Acquiescent response style (ARS) occurs when respondents systematically agree with survey items with Likert-style response scales. ARS is a threat to cross-cultural survey research, as multinational research indicates that use of ARS differs across cultural groups. In the United States, ARS may be of most concern when surveying Latinos, who have been shown to engage in ARS at substantially higher rates than non-Latino whites. Little is known, however, about what drives some Latino respondents to acquiesce. This study proposes that ARS is not a product of ethnicity but, rather, a response to specific, respondent-level, item processing and cultural variables that encourage acquiescence. This premise is explored by testing three hypotheses among a sample of 1296 Mexican American, Puerto Rican, and Cuban American telephone survey respondents: (1) ARS is associated with cognitive item processing variables (inversely with education, health literacy, and numeracy; positively with age); (2) ARS is positively associated with relevant cultural traits (e.g., collectivism, simpatía, personalismo); and (3) ARS does not differ across Latino ethnic groups, acculturation levels, or other sociodemographic variables when controlling for item processing variables and relevant cultural traits. This research will provide a deeper understanding of the determinants of ARS and complements prior research in which ARS and cultural traits have been measured at the national or group levels.

Data were obtained through a telephone survey of Mexican American (n=446), Puerto Rican (n=426), and Cuban American (n=424) adults. Prospective participants were screened for ARS using a 20-item eligibility screener, and the sample was stratified by both ethnicity and acquiescence (50% acquiescers/50% non-acquiescers). Eligible participants defined themselves as being from one of the three Latino ethnic groups (and not bi- or multi-ethnic), were classified as being an acquiescer or non-acquiescer, were between ages 18 and 90, and spoke English or Spanish. ARS was measured using the 20-item eligibility screener and an additional 15-item scale, both which were developed for this study. Four variables were assessed as indicators of respondents’ ability to cognitively process survey items: education, health literacy, numeracy, and age. Additional demographic variables were also measured, including income, gender, acculturation, and years lived in the United States. Nine cultural traits were assessed: collectivism, familism, more polite vs.submissive male/female gender roles, dogmatism, value for sincerity in interpersonal communication, simpatía, personalismo, trust in others, and respect for elders. These cultural traits were assessed using pre-existing measures and scales developed specifically for this study through formative research.
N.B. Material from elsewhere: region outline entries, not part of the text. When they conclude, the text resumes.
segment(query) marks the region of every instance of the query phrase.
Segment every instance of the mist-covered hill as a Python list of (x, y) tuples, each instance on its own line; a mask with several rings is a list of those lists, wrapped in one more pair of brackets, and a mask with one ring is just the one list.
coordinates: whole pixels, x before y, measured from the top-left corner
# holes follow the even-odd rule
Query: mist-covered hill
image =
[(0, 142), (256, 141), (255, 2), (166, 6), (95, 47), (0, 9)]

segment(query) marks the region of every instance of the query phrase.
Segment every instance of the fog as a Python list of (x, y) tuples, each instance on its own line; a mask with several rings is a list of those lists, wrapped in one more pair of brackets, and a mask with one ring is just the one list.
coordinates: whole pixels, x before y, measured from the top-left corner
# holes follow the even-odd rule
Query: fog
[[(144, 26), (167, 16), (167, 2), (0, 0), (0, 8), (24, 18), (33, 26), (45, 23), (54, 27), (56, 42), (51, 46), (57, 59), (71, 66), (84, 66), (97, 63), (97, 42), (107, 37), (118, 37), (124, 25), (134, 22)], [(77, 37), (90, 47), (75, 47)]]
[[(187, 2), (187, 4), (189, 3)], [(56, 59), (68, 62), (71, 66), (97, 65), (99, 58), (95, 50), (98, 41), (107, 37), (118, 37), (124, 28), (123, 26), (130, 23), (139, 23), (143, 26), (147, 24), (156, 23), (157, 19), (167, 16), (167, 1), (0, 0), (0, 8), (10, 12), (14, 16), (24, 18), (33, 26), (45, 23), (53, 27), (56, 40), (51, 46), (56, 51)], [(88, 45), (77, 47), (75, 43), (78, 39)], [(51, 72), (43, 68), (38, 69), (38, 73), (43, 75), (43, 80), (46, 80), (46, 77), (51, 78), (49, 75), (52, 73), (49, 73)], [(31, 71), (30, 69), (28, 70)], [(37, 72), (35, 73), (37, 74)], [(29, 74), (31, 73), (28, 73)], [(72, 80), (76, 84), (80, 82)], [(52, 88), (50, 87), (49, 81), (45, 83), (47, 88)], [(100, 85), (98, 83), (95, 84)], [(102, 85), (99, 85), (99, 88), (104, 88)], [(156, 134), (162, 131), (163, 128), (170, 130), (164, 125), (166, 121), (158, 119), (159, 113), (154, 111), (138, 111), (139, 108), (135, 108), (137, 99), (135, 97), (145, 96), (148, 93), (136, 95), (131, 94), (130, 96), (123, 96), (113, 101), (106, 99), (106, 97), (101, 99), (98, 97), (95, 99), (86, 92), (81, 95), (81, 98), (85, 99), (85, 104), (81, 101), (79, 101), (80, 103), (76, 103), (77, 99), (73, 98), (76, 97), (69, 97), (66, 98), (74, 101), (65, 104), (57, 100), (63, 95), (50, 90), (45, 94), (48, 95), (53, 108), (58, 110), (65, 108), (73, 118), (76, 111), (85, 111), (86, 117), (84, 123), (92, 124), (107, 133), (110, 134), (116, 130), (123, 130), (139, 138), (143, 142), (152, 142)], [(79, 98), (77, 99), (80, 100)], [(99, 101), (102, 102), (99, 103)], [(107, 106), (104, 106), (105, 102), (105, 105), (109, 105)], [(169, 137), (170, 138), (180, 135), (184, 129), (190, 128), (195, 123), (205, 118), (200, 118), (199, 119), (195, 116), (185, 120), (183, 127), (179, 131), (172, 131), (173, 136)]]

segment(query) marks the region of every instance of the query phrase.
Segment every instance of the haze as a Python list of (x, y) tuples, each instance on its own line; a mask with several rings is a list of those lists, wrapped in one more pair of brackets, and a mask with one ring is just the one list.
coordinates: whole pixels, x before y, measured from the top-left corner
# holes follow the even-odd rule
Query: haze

As our data collection was recently completed, we do not yet have findings to report. In our presentation, we will report the results of multi-level analyses to test our hypotheses, identify influential determinants of ARS, make comparisons on key variables related to ARS among the three Latino ethnic groups, and evaluate the relative influence of item processing, sociodemographic, and cultural variables on respondents’ tendencies to engage in ARS.